Complexa researches and develops highly selective endogenous and nitro and keto fatty-acid (NFAs and KFAs) cell signaling agents that mediate the body’s main inflammatory and fibrosis pathways. These include the up-regulation (‘enhancing’) of cytoprotective and anti-inflammatory and pathways such as Nuclear Factor (erythroid-derived 2)-like 2(Nrf2), Hemeoxygenase-1(HO-1), and Heat Shock Factor (HSF) and down-regulation or blockade of pro-inflammatory pathways such as Nuclear Factor Kappa B (NF-ĸB). When exposed to chronic disease stress and inflammation, levels of endogenous NFAs are insufficient to impact disease progression. Complexa’s technology replenishes the supply of NFA to restore disease appropriate levels of Nrf2 activation and Nf-kB inhibition thus promoting the repair of tissue injury and reversal of fibrosis and inflammation. Complexa has generated extensive pre-clinical model and clinical disease data across various forms of fibrosis and inflammation related conditions from researchers world-wide in over 100 high impact citations. Phase 2 clinical trials in two orphan diseases with its lead compound CXA-10 will initiate in the coming months.

Nitro Fatty Acids (NFAs)

Crucial cell signaling actions result from the enzymatic and chemical oxidation of unsaturated fatty acids to derivatives that modulate neurotransmission, vascular function and inflammatory responses. Nitro-Fatty Acids (NFAs) represent a novel class of anti-fibrotic, metabolic, and anti-inflammatory signaling mediators.

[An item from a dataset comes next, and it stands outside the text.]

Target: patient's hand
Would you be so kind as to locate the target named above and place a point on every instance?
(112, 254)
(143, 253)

Importantly, NFAs are highly selective and reversibly react with susceptible transcription factor and key receptor thiols to modulate gene expression via post-translational modification of susceptible protein residues. Fatty acids are dynamic signaling mediators that link the biochemical status of cells with gene expression.

Two critical discoveries created the foundation of knowledge that led to the identification of NFAs as endogenous signaling mediators. First, the discovery that oxygenation of unsaturated fatty acids forms autocrine and paracrine signaling mediators (prostaglandins and leukotrienes) was awarded a Nobel Prize in 1988. Subsequently, nitric oxide (NO) was described as a mediator of vascular relaxation and modulator of inflammation, resulting in a 1998 Nobel Prize. Complexa’s founders have been guided by these insights and have discovered that NO influences the signaling actions of unsaturated fatty acids and generates a new class of signaling mediators as by products.

Mechanism of Action

The mechanism of action of CXA-10 is to adduct key signaling proteins that are involved in inflammatory processes, thereby modulating their activity to lead to cellular and tissue-protective anti-oxidant, anti-inflammatory and anti-fibrotic effects.

Key Signaling Pathways

NF-κB (nuclear factor kappa B)
NF-κB is the body’s main inflammatory pathway and controls transcription of DNA in almost all animal cell types. It is involved in cellular responses to pro-inflammatory stimuli such as stress, cytokines, free radicals, ultraviolet irradiation, oxidized LDL, and bacterial or viral antigens. It controls many genes involved in inflammation, and is chronically active in many inflammatory diseases, such as inflammatory forms of kidney disease, pulmonary arterial hypertension, Sickle Cell Disease, and others. NF-κB has been linked to cancer, autoimmune diseases, neurodegeneration, and has been implicated in processes of synaptic plasticity and memory. Reversible blockade via direct binding to NF- κB is one of the key attributes of Complexa’s technology.

The Nrf2 pathway is one of the body’s primary cellular defense mechanisms against the cytotoxic effects of oxidative stress and increases expression of multiple proteins and enzymes involved in oxidative defense and anti-inflammatory pathways. It is a highly-conserved evolutionary pathway, originating in unicellular organisms. Under oxidative stress, Nrf2 travels to the nucleus and binds to a DNA promoter and initiates transcription of anti-oxidative genes and their proteins. Nrf2 is ubiquitously expressed with the highest concentrations (in descending order) in the kidney, muscle, lung, heart, liver, and brain. Under a variety of disease conditions, however, Nrf2 activity may be suppressed to levels too low to be effective in combating the disease related inflammation and other negative effects.